Wednesday, August 4, 2010: 2:10 PM
317-318, David L Lawrence Convention Center
Grasslands are highly responsive to inter- and intra-annual variability in precipitation and temperature, which interact to affect soil water dynamics and plant and soil processes. In the U.S. Central Plains mean temperatures are expected to increase and rainfall patterns are predicted to become more variable and extreme, with increased frequency of large rainfall events and extended inter-rainfall droughts. Increased temperatures may intensify or moderate the impacts of altered rainfall timing on key ecosystem processes, such as plant productivity, soil CO2 flux, and soil N availability. We have been assessing the consequences of these climate changes for 12 years, using field-scale rainfall manipulation plots to alter the timing of growing season rainfall events (since 1998) and infrared heaters to increase mean temperature (since 2003) in intact plots of native tallgrass prairie at the Konza Prairie Biological Station. The long-term nature of this study and inherently high inter-annual climatic variability of these grasslands allows us to begin assessing the conditions under which altered rainfall timing and warming are likely to have their largest effects.

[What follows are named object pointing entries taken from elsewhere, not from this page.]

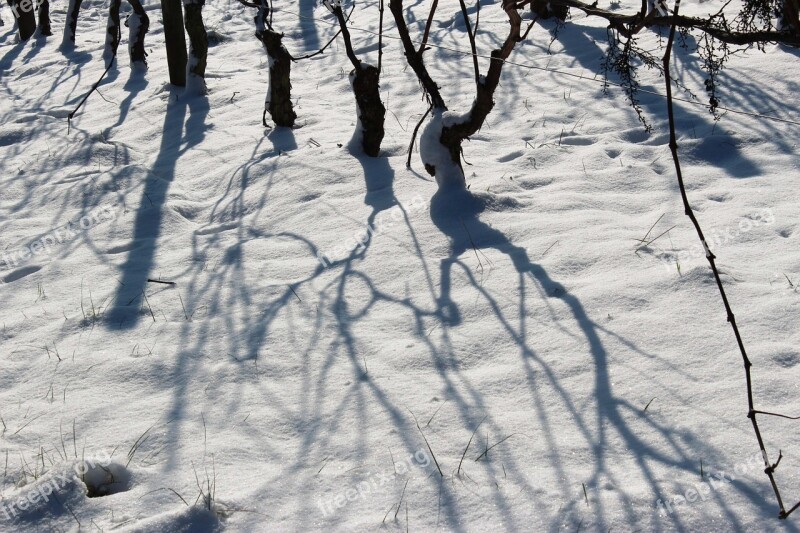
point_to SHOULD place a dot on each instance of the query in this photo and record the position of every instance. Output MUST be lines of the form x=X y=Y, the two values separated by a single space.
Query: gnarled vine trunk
x=198 y=46
x=24 y=17
x=71 y=26
x=365 y=80
x=112 y=31
x=44 y=18
x=175 y=41
x=138 y=24
x=279 y=99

More extreme patterns of growing season rainfall, with no change in total rainfall amount, significantly reduced the mean and increased variability in soil water content in most years. Warming further reduced mean soil water content. Across all years, annual total ANPP was positively related to mean soil water content and negatively related to within season soil moisture variability, and grasses were more responsive than forbs to soil moisture dynamics. The effect of altered rainfall timing on ANPP varied across years, but when significant it reduced ANPP by 13-22%. Warming accelerated early season plant growth, but this effect did not persist through the growing season. When significant, warming reduced ANPP by 10%, with forbs generally being more responsive than grasses. Mean annual soil CO2 flux was generally reduced by 11% under altered rainfall timing, while the effects of warming were contingent on rainfall amounts and differed for growing and non-growing seasons. Elevated temperatures decreased growing season soil CO2 by 9% flux in dry years, but stimulated soil CO2 flux in wet years and in the non-growing season (by 11%). Altered rainfall timing increased resin-bag collected nitrate by up to two-fold, with no apparent increase in plant uptake. In contrast, warming did not affect soil N availability. These results suggest that the effects of warming on mesic grasslands will depend on changes in amounts and timing of rainfall.